You don't need to have a high B+ with a pnp CCS transistor.

The circuit I have posted nominates Ea = 120V and Ia = 5mA.
Now if you draw the 120v + 5mA Q point on the curves for 6SN7, you will
find the
max swing down of Ea is maybe 40pk volts because its limited by
the Ra line for Eg1 = 0V, and the swing up however is from +120 to maybe
+237V, since B+
is +250V and there is about 12V minimum voltage across the transistor.

So the B+ could be +200V, and the tube working will still give 30vrms
output,
and no difference at all in thd since the DC supply device has about 20M
dynamic impedance, ie,
it is a virtual CCS regardless of where the supply B+ voltage is.

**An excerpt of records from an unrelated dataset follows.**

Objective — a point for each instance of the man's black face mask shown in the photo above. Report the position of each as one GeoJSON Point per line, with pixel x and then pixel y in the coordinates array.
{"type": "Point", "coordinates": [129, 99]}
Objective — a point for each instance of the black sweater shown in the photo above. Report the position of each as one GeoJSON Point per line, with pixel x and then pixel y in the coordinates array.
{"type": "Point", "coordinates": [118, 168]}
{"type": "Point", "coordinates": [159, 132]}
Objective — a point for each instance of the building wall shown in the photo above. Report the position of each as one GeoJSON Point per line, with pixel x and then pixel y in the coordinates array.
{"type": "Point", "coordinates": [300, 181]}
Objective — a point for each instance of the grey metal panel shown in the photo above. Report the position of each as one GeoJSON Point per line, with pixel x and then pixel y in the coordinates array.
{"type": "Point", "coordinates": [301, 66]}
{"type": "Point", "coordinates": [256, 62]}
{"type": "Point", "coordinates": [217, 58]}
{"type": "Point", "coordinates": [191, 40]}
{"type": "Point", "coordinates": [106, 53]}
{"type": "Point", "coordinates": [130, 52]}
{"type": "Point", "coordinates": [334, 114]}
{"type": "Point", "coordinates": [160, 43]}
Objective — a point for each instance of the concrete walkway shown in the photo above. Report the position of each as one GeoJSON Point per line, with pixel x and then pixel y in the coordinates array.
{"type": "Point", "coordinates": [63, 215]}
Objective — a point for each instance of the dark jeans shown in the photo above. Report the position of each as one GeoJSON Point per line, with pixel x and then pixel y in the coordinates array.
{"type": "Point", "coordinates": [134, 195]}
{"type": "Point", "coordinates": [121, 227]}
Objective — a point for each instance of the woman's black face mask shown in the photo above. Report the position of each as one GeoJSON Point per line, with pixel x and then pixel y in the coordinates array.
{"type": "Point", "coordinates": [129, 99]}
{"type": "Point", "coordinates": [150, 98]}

One could set the Ia at 4 mA, to allow a wider V swing, or more even in
each direction
but its not needed, since we will never need more than a few volts from
V1 anode.
The 120v and 5 mA of current is a fair way to set up a 6CG7/6SN7,
and will also well suit a 6H30, because its Ra is lower, and
it is like 3 x 12AU7 paralleled within the one tube, so the Ra lines
are steeper, and the swing down before grid current is more.

The beauty of the CCS load is that you can set how you like,
then juggle Rk values, and the anode voltage
will be where you want it for any given value of Ia, and there
is no need to calculated the values of the DC feed resistor,
and no lessening of the effective B+ due to the combined effect
of the DC RL and the AC RL.

CCS allow tubes to sing.

Patrick Turner.





Tnx2u,

Tom

--
Do not meddle in the affairs of wizards,
for you are crunchy and good with ketchup.